Québec entend rémunérer les doctorants en psychologie | ICI.Radio … – ICI.Radio

Un texte de Stéphanie FilionTwitterCourriel

Quelques jours à peine après avoir reçu son rapport d’une trentaine de pages, le ministère de l’Enseignement supérieur confirme que « des travaux sont amorcés flow mettre en place un programme de bourses », a affirmé l’attaché de presse de la ministre Hélène David, Thierry Bélair.

Des discussions sont en cours entre le ministère et la Fédération interuniversitaire des doctorants en psychologie (FIDEP) sur les détails du programme, dont le montant à verser, ajoute-t-il.

Dans son rapport, Luc Granger suggère d’octroyer des bourses d’études de 25 000 $. Une mesure dont le coût est évalué à and de 6,6 millions de dollars flow le gouvernement.

Actuellement, la majorité des doctorants ne reçoivent aucun soutien banker lors de l’internat obligatoire de 1600 heures à la dernière année universitaire. Une conditions dénoncée standard les membres de la FIDEP qui boycottent leur theatre et leur internat, depuis le début septembre, afin d’être rémunérés comme les futurs médecins en résidence.

Toutes les personnes et les institutions rencontrées au cours de notre childbirth soutiennent sans difference l’idée de la nécessité d’un soutien banker aux internes en psychologie

Luc Granger, dans son Rapport sur la rémunération de l’internat en psychologie

M. Granger a consulté les universités, l’Ordre des psychologues et les gestionnaires du réseau de la santé, entre autres.

Des bourses de 25 000 $

Il suggère une help financière de 25 000 $ en se basant sur le programme de bourses déjà en place à l’Université Concordia flow les internes en psychologie. La moyenne canadienne flow la rémunération des futurs psychologues s’élève à environ 31 000 $.

« Un compromis excusable nous semble de prendre exemple sur le montant attribué standard l’Université Concordia, montant qui répond aux critères d’accréditation de la SCP [Société canadienne de psychologie], qui se rapproche de la moyenne canadienne – surtout qu’il s’agit d’une bourse qui est traitée fiscalement de façon différente qu’un salaire », fait valoir M. Granger.
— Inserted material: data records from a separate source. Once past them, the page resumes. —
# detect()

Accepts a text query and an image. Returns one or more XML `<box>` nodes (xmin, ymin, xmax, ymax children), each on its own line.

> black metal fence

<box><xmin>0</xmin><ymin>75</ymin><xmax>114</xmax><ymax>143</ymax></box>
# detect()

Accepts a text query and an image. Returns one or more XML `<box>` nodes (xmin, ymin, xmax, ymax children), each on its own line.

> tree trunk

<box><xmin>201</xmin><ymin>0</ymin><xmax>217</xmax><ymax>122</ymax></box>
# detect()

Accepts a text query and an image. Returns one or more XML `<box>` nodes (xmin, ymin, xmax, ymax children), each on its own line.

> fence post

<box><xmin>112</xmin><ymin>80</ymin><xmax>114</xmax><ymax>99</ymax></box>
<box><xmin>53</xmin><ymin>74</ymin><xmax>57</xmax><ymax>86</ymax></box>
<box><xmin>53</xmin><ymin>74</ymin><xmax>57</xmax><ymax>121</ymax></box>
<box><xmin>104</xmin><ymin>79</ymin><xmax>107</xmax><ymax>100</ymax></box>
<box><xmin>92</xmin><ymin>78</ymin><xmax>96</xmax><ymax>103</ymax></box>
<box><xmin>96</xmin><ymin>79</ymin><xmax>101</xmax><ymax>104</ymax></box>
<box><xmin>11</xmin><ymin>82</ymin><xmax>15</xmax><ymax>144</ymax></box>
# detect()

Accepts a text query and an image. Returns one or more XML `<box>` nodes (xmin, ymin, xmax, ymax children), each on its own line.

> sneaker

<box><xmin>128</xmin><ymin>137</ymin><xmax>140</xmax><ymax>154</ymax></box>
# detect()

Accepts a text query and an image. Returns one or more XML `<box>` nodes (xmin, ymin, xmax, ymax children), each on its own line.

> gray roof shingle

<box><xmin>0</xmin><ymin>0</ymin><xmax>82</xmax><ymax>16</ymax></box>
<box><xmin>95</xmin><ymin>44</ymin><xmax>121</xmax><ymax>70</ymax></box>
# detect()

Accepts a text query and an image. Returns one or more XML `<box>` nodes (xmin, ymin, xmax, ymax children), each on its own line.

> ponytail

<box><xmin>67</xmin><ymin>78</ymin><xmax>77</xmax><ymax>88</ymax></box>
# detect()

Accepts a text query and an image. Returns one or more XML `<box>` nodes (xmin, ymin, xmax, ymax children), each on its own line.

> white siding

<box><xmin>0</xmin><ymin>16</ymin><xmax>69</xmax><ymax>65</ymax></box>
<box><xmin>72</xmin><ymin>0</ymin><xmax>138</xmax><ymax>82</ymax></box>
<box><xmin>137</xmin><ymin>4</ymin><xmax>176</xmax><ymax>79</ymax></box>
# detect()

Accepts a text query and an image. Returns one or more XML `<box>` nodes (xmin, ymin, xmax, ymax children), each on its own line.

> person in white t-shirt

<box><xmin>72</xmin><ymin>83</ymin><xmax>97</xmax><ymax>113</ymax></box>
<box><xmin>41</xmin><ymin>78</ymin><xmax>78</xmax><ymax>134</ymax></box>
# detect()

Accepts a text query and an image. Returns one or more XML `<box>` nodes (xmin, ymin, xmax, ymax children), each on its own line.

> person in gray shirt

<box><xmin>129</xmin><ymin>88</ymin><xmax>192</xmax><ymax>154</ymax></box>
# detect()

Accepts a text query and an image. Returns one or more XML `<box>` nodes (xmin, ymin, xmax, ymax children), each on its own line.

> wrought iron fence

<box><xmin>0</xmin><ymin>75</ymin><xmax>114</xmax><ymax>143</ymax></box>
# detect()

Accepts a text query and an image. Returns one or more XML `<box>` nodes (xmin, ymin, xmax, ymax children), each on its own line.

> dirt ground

Selon lui, les universités « sont unanimement en settle avec la mise sur pied d’un tel programme et sont d’accord flow l’administrer ».

En se basant sur un nombre moyen de 265 internes dans le use public, il évalue la somme totale flow le gouvernement à 6 620 000 $, qui serait versée dans des enveloppes spéciales aux universités.

Luc Granger préconise un système de bourses gérées standard les universités plutôt qu’un salaire versé standard l’institution qui accueille l’interne flow éviter « que les besoins de l’employeur passent avant les besoins de formation ».

Les étudiants encouragés

La Fédération interuniversitaire des doctorants en psychologie se réjouit des conclusions du rapport. « Ça vient vraiment donner un appui solide à la nécessité de rémunérer l’internat en psychologie », affirme le président standard intérim Eddy Larouche, sans néanmoins approuver toutes les propositions du rapport.

Il estime que la rémunération de ses membres devrait se situer entre la moyenne canadienne et celle des médecins résidents, qui avoisine les 45 000 $.

25 000 $ nets, c’est quand même un bon montant, mais est-ce que ça répond à nos attentes? C’est sûr que non.

Eddy Larouche, président standard intérim de la Fédération interuniversitaire des doctorants en psychologie

Le ministère a présenté les conclusions du rapport à la FIDEP, lundi. Une autre rencontre est prévue la semaine prochaine.

Les étudiants entendent poursuivre leurs moyens de pression tant qu’il n’y aura pas d’entente.